Si la figure de l’androgyne fascine, son sens originel demeure confus. Pourtant, depuis la nuit des temps, reconquérir cet être parfait fut l’enjeu de la quête sacrée.
L’androgyne, un genre qui fascine
Alors que, depuis les années 70, notre société s’interroge sur la masculinisation de la femme et sur la féminisation de l’homme, le troisième genre semble aujourd’hui le thème qui fascine chacun. Depuis la fin du XIXème siècle, l’androgyne n’a cessé d’inspirer le monde de la mode et les artistes. Les auteurs romantiques, la mode garçonne, des chanteurs pop (David Bowie, Annie Lennox, Boy George, Indochine…) et des plasticiens (Andy Warhol, Cindy Sherman…) l’ont utilisé à des fins variées, en adoptant les codes du genre opposé pour jouer d’une certaine ambiguïté dans l’apparence physique. Aujourd’hui, plus qu’une envie de se travestir, ce terme témoigne avant tout d’un désir profond de pouvoir éprouver dans sa chair les deux sexes. Le transgenre est à la mode. Aux USA, plusieurs célébrités ayant changé de sexe font la une de magazines aussi prestigieux que The Time ou Vogue. De nombreux films consacrent le phénomène. On citera pour les plus récents : Tomboy de Sophie Cattani en 2011, Laurence Anyways de Xavier Dolan en 2012, The Danish Girl de Tom Hooper en 2016, Lola Pater de Nadir Mohnèche ou Une femme fantastique de Sebastian Lelio en 2017… Le transgenre n’est plus le transsexuel perverti vivant dans les bas-fonds, longtemps dépeint de manière crue par des photographes comme Diane Arbus, Nan Goldin, Pierre Molinier, Antoine d’Agata, Jane Evelyne Atwood… Au fil du temps, sa représentation s’est esthétisée au travers du travail d’autres artistes de renom (Valérie Belin, Bettina Rheims – gender studies, …).
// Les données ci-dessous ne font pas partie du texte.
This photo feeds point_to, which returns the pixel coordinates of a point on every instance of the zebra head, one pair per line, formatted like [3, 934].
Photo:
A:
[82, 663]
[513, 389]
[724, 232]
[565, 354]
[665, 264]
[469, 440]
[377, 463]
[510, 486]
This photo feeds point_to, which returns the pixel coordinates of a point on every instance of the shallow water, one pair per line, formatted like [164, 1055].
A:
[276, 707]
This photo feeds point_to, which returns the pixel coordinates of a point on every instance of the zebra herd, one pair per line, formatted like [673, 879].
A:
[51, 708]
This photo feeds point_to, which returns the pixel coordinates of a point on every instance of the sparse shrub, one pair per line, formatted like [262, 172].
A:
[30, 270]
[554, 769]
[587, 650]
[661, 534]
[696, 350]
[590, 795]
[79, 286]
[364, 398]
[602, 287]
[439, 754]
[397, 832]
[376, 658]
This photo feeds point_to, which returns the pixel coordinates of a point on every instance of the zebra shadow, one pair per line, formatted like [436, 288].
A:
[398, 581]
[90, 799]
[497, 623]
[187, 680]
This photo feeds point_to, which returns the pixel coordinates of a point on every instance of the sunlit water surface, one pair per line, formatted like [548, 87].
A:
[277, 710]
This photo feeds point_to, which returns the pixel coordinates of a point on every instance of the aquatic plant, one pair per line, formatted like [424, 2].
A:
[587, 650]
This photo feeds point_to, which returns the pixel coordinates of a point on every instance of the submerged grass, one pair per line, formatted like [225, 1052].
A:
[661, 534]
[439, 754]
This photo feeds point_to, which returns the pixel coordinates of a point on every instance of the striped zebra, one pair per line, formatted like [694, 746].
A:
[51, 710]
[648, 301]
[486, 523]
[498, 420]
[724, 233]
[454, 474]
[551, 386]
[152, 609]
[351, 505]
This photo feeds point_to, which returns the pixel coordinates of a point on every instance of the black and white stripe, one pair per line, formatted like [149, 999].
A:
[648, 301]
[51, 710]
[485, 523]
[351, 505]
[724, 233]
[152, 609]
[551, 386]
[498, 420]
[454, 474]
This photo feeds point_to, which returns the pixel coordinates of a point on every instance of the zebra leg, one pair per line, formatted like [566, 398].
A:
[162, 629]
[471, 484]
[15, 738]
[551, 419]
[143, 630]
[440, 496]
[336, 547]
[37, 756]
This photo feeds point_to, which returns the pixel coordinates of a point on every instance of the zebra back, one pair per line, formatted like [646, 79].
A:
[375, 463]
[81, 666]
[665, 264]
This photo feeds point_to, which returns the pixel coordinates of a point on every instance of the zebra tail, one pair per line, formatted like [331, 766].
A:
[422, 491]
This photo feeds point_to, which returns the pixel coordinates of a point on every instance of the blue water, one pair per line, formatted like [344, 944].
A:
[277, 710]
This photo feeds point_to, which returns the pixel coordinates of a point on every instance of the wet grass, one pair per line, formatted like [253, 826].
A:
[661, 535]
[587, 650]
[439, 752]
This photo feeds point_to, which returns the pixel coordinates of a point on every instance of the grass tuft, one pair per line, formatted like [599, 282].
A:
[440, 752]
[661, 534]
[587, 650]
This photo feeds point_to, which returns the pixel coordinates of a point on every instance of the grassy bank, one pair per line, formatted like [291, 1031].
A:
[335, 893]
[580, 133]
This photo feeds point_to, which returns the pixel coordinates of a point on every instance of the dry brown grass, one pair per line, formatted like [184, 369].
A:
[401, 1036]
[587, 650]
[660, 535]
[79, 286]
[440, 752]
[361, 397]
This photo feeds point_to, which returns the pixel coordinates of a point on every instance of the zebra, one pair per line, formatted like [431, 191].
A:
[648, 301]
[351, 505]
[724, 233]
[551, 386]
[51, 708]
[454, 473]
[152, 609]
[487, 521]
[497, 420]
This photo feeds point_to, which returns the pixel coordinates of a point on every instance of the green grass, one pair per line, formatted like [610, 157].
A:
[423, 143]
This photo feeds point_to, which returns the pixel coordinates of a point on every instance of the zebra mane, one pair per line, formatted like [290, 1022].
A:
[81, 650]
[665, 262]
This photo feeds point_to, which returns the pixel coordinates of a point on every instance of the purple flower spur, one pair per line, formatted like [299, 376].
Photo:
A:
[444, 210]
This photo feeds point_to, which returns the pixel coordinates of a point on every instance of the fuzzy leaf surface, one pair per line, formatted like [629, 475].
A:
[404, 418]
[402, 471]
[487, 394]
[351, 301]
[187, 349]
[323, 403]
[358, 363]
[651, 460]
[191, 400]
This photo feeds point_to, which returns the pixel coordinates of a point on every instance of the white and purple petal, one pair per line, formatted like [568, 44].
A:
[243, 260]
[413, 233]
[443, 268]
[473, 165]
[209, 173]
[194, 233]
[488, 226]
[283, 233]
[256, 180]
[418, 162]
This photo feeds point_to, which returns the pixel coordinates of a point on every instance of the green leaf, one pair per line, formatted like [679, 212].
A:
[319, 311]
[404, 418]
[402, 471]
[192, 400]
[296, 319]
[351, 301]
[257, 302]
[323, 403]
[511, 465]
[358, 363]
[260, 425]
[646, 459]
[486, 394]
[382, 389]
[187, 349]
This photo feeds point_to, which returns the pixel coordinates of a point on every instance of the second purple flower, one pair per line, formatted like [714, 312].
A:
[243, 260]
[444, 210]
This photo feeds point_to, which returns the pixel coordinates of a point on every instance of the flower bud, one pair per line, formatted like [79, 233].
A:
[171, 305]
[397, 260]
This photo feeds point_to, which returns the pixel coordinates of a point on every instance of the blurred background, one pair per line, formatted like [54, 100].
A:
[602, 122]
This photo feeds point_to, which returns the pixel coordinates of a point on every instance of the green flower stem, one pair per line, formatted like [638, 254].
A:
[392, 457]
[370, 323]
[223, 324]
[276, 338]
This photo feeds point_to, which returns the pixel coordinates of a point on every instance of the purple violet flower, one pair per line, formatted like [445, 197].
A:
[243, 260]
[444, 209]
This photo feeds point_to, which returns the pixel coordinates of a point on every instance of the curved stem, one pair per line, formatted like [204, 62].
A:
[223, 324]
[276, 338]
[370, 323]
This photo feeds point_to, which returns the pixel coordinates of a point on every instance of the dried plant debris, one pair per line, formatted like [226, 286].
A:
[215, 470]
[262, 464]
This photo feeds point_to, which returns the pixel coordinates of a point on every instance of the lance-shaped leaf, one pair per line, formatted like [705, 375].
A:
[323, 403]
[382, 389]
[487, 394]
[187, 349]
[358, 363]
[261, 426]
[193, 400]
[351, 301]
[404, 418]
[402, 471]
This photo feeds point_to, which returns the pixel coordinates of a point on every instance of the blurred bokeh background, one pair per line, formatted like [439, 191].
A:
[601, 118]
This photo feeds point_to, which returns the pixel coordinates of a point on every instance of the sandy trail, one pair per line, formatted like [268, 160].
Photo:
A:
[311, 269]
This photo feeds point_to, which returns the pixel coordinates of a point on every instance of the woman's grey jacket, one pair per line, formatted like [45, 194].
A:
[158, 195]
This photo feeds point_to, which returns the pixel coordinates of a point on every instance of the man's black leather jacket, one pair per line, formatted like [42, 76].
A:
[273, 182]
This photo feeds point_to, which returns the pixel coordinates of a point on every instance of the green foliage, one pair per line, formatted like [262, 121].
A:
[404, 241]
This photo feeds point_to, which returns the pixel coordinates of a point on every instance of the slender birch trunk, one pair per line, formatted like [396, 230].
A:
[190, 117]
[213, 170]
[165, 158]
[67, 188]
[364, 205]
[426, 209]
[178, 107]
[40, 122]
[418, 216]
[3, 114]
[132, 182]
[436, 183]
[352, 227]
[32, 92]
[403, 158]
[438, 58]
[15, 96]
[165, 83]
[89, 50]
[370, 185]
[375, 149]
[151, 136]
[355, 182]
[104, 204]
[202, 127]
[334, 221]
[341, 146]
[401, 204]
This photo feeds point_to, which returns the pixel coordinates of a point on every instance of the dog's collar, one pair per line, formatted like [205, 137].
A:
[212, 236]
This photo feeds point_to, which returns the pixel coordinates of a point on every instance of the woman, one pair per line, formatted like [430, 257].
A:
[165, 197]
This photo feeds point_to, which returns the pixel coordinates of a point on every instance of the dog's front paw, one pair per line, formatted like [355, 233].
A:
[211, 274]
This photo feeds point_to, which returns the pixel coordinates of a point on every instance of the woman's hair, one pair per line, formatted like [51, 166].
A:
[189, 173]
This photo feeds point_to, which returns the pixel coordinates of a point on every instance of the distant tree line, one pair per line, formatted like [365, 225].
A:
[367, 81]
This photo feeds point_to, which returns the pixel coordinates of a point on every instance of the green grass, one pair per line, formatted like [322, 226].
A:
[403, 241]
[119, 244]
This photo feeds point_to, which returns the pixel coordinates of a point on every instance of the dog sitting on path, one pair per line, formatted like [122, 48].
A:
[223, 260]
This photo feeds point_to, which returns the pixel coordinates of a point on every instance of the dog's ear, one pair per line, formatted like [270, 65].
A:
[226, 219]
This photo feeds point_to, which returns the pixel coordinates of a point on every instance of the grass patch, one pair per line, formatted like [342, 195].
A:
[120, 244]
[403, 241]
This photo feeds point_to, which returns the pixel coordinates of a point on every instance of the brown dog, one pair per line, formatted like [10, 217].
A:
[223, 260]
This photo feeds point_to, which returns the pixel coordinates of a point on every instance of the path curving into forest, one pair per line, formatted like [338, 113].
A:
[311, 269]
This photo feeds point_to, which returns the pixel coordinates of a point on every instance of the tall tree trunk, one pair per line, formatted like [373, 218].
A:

L’art contemporain a ainsi contribué à nous rendre l’idée et l’image de ce corps acceptables. D’un modèle de contre-culture, l’androgyne s’impose à présent comme un genre identitaire à part entière ; un troisième sexe à portée de chacun.
La figure de l’androgynie divine
Même si l’on a tendance à associer l’androgyne au récit d’Aristophane dans le Banquet de Platon, la perfection humaine, à l’image de la perfection divine, est depuis la nuit des temps bisexuelle. C’est une unité qui contient les contraires. Comme l’explique l’historien des religions Mircea Eliade dans son livre Méphistophélès et l’androgyne, l’androgynie divine se retrouve dans la plupart des traditions et l’homme primordial – l’ancêtre mythique de l’humanité, est conçu à son image. Platon décrit cet être comme le troisième genre, un être parfait contenant les deux autres. Au XXème siècle, le sculpteur Brancusi avec Le Baiser reprend à son compte cette idée de l’unité issue de la fusion des opposés, dont l’emblème le plus célèbre demeure le symbole du Tao. L’alchimie nomme cet être double, le Rebis. De nombreux recueils nous le présentent sous la forme d’un homme pourvu de deux têtes – l’une masculine, l’autre féminine, les représentations les plus célèbres restant celles illustrant l’Aurore Naissante, le Rosaire des philosophes ou bien encore le Splendor Solis. Au XIXème siècle, Balzac, dans son roman Séraphîta, le décrit comme un personnage angélique mystérieux pouvant être perçu par ceux qui l’aiment comme masculin ou féminin. A l’image de la licorne avec la Dame, il complète la polarité manquante afin que l’union sacrée puisse s’accomplir pour chacun.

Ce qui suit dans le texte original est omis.